POLITICAL ACTIVITIES BY CHURCH ARE NOT ADVERTISING & CARRIER HAS NO DUTY TO DEFEND
A federal judge in El Paso recently granted summary judgment in favor of State Farm Lloyds, holding State Farm had no duty to defend or indemnify its insured, a conservative church who was sued for violating the Texas Election Code. In Word of Life Church v. State Farm Lloyds, EP-17-CV-00049-DCG, 2018 WL 297617 (W.D. Tex. Jan. 4, 2018) (slip copy), the church and its pastor began circulating a recall petition against the mayor of El Paso after the mayor broke a tie vote of the City Council to restore city benefits to same-sex partners of city employees. (The City Council vote came after a public referendum, supported by a PAC created by the pastor, in which voters of El Paso voted to rescind the existing grant of benefits.) The mayor sued the church and the pastor for violating the Texas Election Code by misusing church resources to file and circulate recall petitions. The court found that the church and pastor had violated the statute, and the parties agreed that the church owed the mayor $475,000 in damages.
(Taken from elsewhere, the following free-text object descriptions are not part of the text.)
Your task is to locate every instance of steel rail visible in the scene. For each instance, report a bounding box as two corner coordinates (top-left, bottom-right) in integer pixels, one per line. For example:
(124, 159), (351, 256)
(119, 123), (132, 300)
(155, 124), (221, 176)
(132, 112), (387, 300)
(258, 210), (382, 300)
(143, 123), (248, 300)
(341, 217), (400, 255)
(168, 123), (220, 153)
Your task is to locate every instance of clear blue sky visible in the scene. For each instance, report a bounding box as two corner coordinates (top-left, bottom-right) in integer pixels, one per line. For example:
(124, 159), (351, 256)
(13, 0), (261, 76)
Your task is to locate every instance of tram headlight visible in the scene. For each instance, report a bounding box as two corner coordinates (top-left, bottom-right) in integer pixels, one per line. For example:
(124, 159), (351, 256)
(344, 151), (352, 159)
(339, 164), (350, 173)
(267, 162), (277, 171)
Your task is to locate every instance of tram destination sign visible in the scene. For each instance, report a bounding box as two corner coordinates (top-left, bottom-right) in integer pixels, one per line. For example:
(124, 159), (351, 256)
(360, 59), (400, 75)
The church sought defense and indemnity under its insurance policy with State Farm, which State Farm denied on the ground that the suit did not allege a potentially covered “advertising injury” under the policy's Coverage B. State Farm contended, and the court agreed, that the church's posting on its website announcing the recall petition and soliciting its members and the public to sign it did not meet the definition of an “advertisement” because it was not a marketing device designed to inform the public about the church's goods, products, or services. The church argued it was a strategy to solicit like-minded members, but the court observed that the notice listed six locations where people could go to sign the petition, and only one of them was the church, and rejected the idea that it was an advertising strategy to get people in the door. The court also rejected the church's argument that the mayor's suit alleged disparagement would have triggered coverage.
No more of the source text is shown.